By Alistair Smout and Andrew MacAskill
LONDON (Reuters) – The United States and Britain will announce a deal to lower tariffs on some goods on Thursday, the first such agreement since U.S. President Donald Trump sparked a global trade war with universal levies.
In posts on Truth Social, Trump said he would hold an Oval Office news conference at 10 a.m. EDT (1400 GMT) on Thursday about a “full and comprehensive” trade agreement with Britain.
Prime Minister Keir Starmer, who describes the U.S. as an indispensable ally, is due to provide an update later on Thursday. The deal is likely to be narrow, with Britain securing lower tariffs on cars and steel, the two sectors hardest hit.
“Because of our long time history and allegiance together, it is a great honor to have the United Kingdom as our FIRST announcement,” Trump said. “Many other deals, which are in serious stages of negotiation, to follow!”
The United States has been under pressure from investors to strike deals to de-escalate its tariff war after Trump’s often chaotic policymaking upended global trade with friends and foe alike, threatening to stoke inflation and start a recession.
Top U.S. officials have engaged in a flurry of meetings with trading partners since the president on April 2 imposed a 10% tariff on most countries, along with higher tariff rates for many trading partners that were then suspended for 90 days.
The U.S. has also imposed 25% tariffs on autos, steel and aluminium, 25% tariffs on Canada and Mexico, and 145% tariffs on China. U.S. and Chinese officials are due to hold talks in Switzerland on Saturday.
Starmer, who has struggled in government since he was elected last July with his centre-left Labour Party, has struck up a warm relationship with Trump and his government will celebrate becoming the first country to agree a deal.
Britain’s car industry exports luxury brands to the U.S. and the 25% tariffs had hit the industry hard. Jaguar Land Rover paused shipments of its cars to the U.S. for a month while it considered how to mitigate the impact. Shares in Aston Martin, which said it would split the cost of tariffs with its customers and limit shipments to the U.S., rose 8% on Thursday.
NARROW SCOPE
A British official had said that the scope of any agreement was likely to be narrow, with Britain expected to secure lower tariffs on a tranche of steel and autos exports.
In return, Britain is likely to agree to lower its own tariffs on U.S. cars and cut a digital sales tax that affects U.S. tech giants.
It had refused to lower its food standards, which are closely aligned with the European Union, however Britain’s farming trade union has said that some U.S. producers do meet British standards by not using growth hormones or antimicrobial washes, and could be given greater market access.

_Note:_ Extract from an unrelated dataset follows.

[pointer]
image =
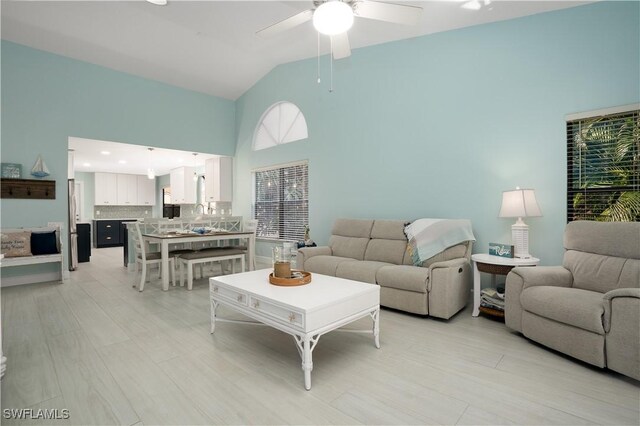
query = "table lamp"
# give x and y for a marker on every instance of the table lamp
(520, 203)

Starmer’s government has been walking a tightrope on trade, seeking as an independent country after Brexit to build new ties with the U.S., China and the EU without moving so far towards one bloc that it angers the others.
There are also political threats on the domestic front.
Polling shows the government remains deeply unpopular after it cut support for pensioner’s energy bills and hiked taxes on households and companies, making any move to cut taxes on multi-national tech companies a big risk.
POLITICAL RISK
Britain’s digital service tax, levied at 2% of UK revenue for online marketplaces, search engines and social media platforms, was introduced in 2020 in response to an outcry about tax avoidance by big tech.
It was expected to raise about 800 million pounds ($1.1 billion) this year, with more than 90% coming from five big tech firms, according to a 2023 report by lawmakers.
The status of the 10% “baseline” tariff imposed by Trump on most countries including Britain, or any threatened tariffs on the pharmaceutical industry, was unclear.
Parliament has said that Britain exported 7.2 billion pounds ($9.6 billion) worth of medicinal and pharmaceutical products to the U.S. in the year to September 2024, the second largest sector behind cars.
Economists and one FTSE 100 chief executive said the immediate impact of a tariff deal was likely to be limited for Britain but that trade agreements in general – it struck a free trade agreement with India earlier this week – would help to produce growth in the long run.
“The American, Indian and other deals we can do will be really important to the long-term economic health of the UK but don’t expect them to result in overnight euphoria,” the CEO said, speaking on the condition of anonymity.
JPMorgan economist Allan Monks said the upside would be limited if the 10% tariff stayed in place.
“With the UK having broadly balanced goods trade with the U.S., a reasonably good political relationship, no real threat of retaliation from Westminster and extensive bilateral negotiations having taken place, it is not clear where the UK can go from here,” he said.